A Strange Sense of Familiarity
- Topic: VR, spatial design
- Duration: 2 weeks [ Apr 2019 ]
- Tools: Unity 3d, SketchUp for architecture
- Programming language: C#
- Platform: Oculus Go
The Origin of the Concept
This project is my first try in VR. So I decided to explore one of the topics that intrigued me the most: “how to induce certain feelings by environment design.”
“Familiar & Strange”, “light & heavy”, “solid & void”, “visible & invisible”, “inside & outside” — these pairs of contrast senses of space (also spatial features) had fascinated generations of architects, especially when they were indused simultaneously.
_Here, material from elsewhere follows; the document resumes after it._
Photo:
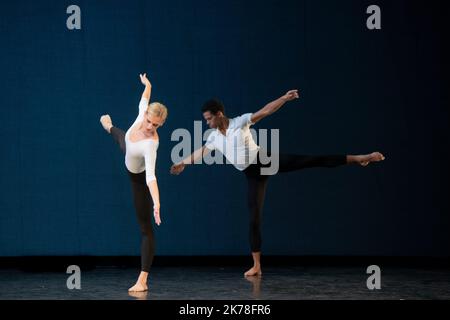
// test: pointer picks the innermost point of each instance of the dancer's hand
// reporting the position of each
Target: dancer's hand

This project was an experiment to explore how to simultaneously induce the senses, “familiar & strange,” in the context of virtual reality, not only by spatial design but also by the arrangement of “events.”
The Origin of the Project
This project originated from my observation of people’s ignorance of their daily environment.
For people from the School of Communication, our lives on the campus are surrounding the “yard” of the school building — walking through the corridor, or waiting for the courses under the umbrellas — we’re supposed to be fairly familiar with it. Maybe because of the tropical weather here, most time the “yard” is like a golden pool reflecting the light too bright. So, almost no one would cast a second glance at it.
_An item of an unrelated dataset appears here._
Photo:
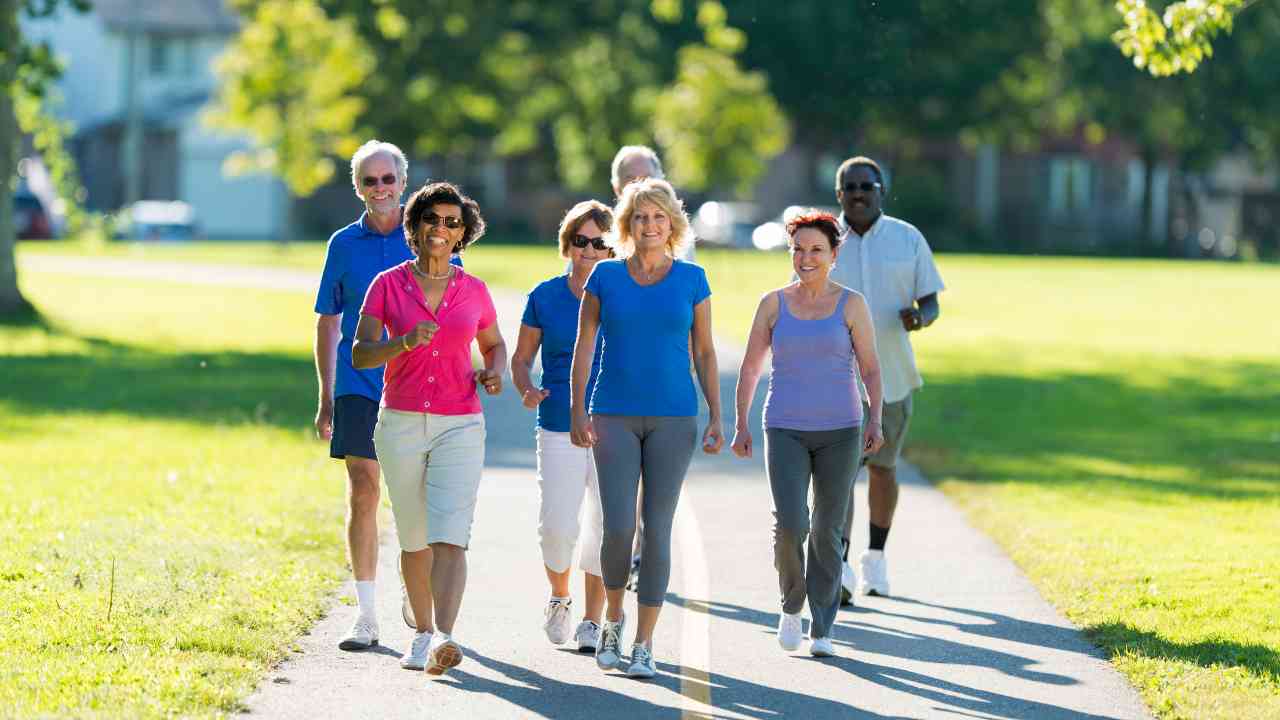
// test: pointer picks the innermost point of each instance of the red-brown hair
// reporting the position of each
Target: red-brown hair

The “yard” is a perfect case of a kind of reality that we would feel familiar with and strange at the same time.
Demo in the third-person view
Demo in the Unity Editor
Demo in the first-person view
Demo in the Oculus Go
The process of design
Step1: 3d modeling the construction in SketchUp for architecture on a real scale.
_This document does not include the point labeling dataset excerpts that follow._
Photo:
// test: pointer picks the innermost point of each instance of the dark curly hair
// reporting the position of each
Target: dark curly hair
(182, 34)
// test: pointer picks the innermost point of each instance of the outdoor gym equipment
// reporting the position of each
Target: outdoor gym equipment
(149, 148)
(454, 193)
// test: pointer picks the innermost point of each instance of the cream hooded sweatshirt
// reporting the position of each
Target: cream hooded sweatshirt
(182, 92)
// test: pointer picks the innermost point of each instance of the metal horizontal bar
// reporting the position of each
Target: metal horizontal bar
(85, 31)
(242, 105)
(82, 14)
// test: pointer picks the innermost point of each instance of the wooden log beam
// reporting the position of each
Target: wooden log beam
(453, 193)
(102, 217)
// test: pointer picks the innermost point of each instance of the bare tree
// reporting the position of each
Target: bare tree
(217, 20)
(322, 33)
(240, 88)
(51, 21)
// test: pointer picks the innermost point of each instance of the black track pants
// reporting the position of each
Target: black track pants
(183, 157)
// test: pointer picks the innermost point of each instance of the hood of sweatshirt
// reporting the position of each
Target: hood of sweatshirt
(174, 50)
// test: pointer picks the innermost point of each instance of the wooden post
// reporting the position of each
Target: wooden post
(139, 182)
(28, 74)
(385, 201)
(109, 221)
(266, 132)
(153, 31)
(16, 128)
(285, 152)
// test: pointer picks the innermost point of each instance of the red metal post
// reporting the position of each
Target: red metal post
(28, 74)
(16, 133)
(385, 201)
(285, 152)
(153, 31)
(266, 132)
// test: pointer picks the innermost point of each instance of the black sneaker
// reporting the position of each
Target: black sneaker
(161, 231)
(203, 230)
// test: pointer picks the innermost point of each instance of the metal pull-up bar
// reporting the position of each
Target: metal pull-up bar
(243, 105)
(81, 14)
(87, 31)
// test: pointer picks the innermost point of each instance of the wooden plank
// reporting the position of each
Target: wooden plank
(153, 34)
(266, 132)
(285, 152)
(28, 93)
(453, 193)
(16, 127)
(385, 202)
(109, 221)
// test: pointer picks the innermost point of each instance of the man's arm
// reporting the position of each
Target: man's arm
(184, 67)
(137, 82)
Step2: flipping the construction around the “yard”, and added an environment (so, before I reached the final version, I also tried several versions with a sky in daylight).
Why made the construction (the yard) upside down?
This was the design decision I made from the very beginning. One important reason that most people around the “yard” didn’t consciously notice its existence was actually very simple: it was empty. Therefore, what I wanted to do first was to “visualize” this “empty”. Flipping the “yard” would prompt viewers to ask questions like “where am I” or “what is that” themselves, in which process I expected it would form the familiar sense of the “yard” in their mind together with a sense of strange.
Step3: flipping the camera instead of the construction. However, I found a serious problem when I flipped the construction: the floor of the “yard” made everything in the view shrouded in the darkness. By flipping the camera, I solved the lighting problem.
Step4: added “events”. The “sky” inspired me to add more objects to the scene. To a great extent, the merged feeling of “familiar & strange” also comes from these dynamic objects around.
Why "jellyfish"?
The inspiration for “jellyfish” came from one of my favorite characters, Gilliatt, in The Toilers of the Sea.
“Gilliatt did not believe that the air was an uninhabited desert. Since the sea is full, he used to say, why should the atmosphere be empty? Air-colored creatures would disappear in daylight and be invisible to us… Analogy suggests that the air must have its fish just as the sea has. ”
–VII A Ghostly Tenant For A Ghostly House, The Toilers of the Sea
the process of implementation
The code part of this project was very simple. I just used “OVRPlayerController” to help viewers to navigate the scene.
In order to let viewers walk in the air, I put an invisible collider beneath the camera. Therefore, within the area of the collider, the viewers won’t fall down by gravity.
Experience of the project
I observed the reactions of many viewers of my project. Most of them would feel relaxed, peaceful but a bit confused when they first entered the scene:
the place they were standing on was like architecture, but it has no functions; the space that has a ceiling was like space inside, but it opened to the sky beneath; the white particles were like snowflakes, but they were rising up from the sky instead of falling down; for a moment, it seemed like numerous stars rising up; and the creatures in the sky, they seemed like jellyfish, but they can fly…
Indeed, everything is very strange. Everything is sitting on the boundary. But that is exactly when viewers complete those ambiguous images in their mind and encounter the contrasting feeling of “familiar & strange”.